Edited 1 time(s). Last edit at 02/17/2018 02:56AM by dc42.

Large delta printer [miscsolutions.wordpress.com], E3D tool changer, Robotdigg SCARA printer, Crane Quad and Ormerod

Disclosure: I design Duet electronics and work on RepRapFirmware, [duet3d.com].
Re: No limit switches - 2130 - Will that really work?
February 16, 2018 06:06PM
Thank you for your tips. I'm digesting it all.

I had the X axis working manually with the LCD controller knob. Replaced the 2100 with the 2130 that was modified, installed the library and made the changes to the .h files to enable 2130, enable it for the X axis, enable sensorless homing and finally, I moved the CS pin to pin 40 and changed that in the pins_RAMPS.h. Oddly, changing it to to nearby pin 57 did nothing, but pin 40 TRIES to move in both directions, but it does not.

M119 says X is not triggered, but it acts (I think) as if it were. If I put a physical limit switch in, I can trigger/clear the stop, but nothing changes as far as the stepper's movement goes. It whines, but doesn't move. I saw this last night as I was tweaking the settings with the 2100 and it was solved with the jumpers under the controller chip and (heck I changed a bunch of other things, but not since it was working, so I had hoped the 2130 would just "work").

Any suggestions would be appreciated, as I've spent a couple hours leaking curses ..

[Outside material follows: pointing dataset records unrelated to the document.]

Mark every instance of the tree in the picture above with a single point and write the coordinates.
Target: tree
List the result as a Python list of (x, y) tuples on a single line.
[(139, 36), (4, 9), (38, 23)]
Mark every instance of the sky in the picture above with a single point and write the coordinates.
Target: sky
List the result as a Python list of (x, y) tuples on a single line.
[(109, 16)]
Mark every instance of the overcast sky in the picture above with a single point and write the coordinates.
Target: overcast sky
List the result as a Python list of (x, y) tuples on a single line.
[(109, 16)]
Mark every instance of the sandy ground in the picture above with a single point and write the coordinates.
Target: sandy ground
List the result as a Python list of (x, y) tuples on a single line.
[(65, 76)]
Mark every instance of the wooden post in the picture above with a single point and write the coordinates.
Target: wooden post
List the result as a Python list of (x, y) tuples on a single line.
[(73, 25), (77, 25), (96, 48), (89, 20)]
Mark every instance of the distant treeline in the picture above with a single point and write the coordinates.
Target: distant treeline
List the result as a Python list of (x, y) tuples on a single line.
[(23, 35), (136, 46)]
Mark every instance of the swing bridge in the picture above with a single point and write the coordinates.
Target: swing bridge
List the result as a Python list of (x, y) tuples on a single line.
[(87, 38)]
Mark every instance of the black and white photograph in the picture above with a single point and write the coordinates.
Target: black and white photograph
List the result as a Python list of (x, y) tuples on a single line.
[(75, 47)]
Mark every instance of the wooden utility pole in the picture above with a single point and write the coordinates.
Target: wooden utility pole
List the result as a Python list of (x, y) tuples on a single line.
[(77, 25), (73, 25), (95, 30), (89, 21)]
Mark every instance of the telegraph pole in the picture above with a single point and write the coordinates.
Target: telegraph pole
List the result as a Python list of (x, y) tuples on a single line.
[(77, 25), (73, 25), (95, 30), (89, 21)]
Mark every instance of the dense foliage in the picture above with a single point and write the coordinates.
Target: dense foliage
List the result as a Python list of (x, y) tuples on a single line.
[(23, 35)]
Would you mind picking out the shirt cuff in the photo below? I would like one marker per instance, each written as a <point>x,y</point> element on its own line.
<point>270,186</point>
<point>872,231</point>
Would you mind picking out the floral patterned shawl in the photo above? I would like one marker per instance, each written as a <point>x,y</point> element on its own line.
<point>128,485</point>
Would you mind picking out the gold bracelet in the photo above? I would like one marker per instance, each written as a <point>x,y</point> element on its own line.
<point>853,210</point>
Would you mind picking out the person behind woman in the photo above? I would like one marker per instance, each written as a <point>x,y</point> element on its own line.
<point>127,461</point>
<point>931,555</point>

PS this is a german chip with the website "www.fysetc.com" printed on the board.

Thank you.

EDIT: Progress? Apparently this mfgr shipped the board with a crappy combination of default jumpers that is part of, or the entire, problem. I have the motor moving now. I had to remove a surface mount resistor and then span two jumper blocks with solder. These are ridiculously tiny and I had to use a loupe. Even then, it was incredibly sloppy and iffy work. This would be better done with a microscope. While researching this, I see that this mfgr has a new version of this board (V1.1), which has corrected these mistakes, and even added the riser pins. Had I known I would have bought those. Onto modifying the other axes boards ...

I got the information from the following page.


Edited 2 time(s). Last edit at 02/17/2018 01:26PM by tbeaulieu.
Re: No limit switches - 2130 - Will that really work?
March 15, 2018 07:08PM
Update ... I've been using sensorless homing in X and Y for a couple of weeks now. It seems to be just fine. I may be missing something but I don't see how sensorless homing's accuracy could possibly be an issue. Once you home, the print is off and running. It doesn't home again, right? Again, I'm green enough that maybe I'm missing something. I will say that I see Y steps missed on taller prints that I'm trying to work out, but I didn't think it would be related to homing.

Also, if I set my speed too low, the homing trips immediately, so I think that is proving the statements above. It's enjoyable learning and trying out different approaches, so who knows where I'll end up down the road with this thought process.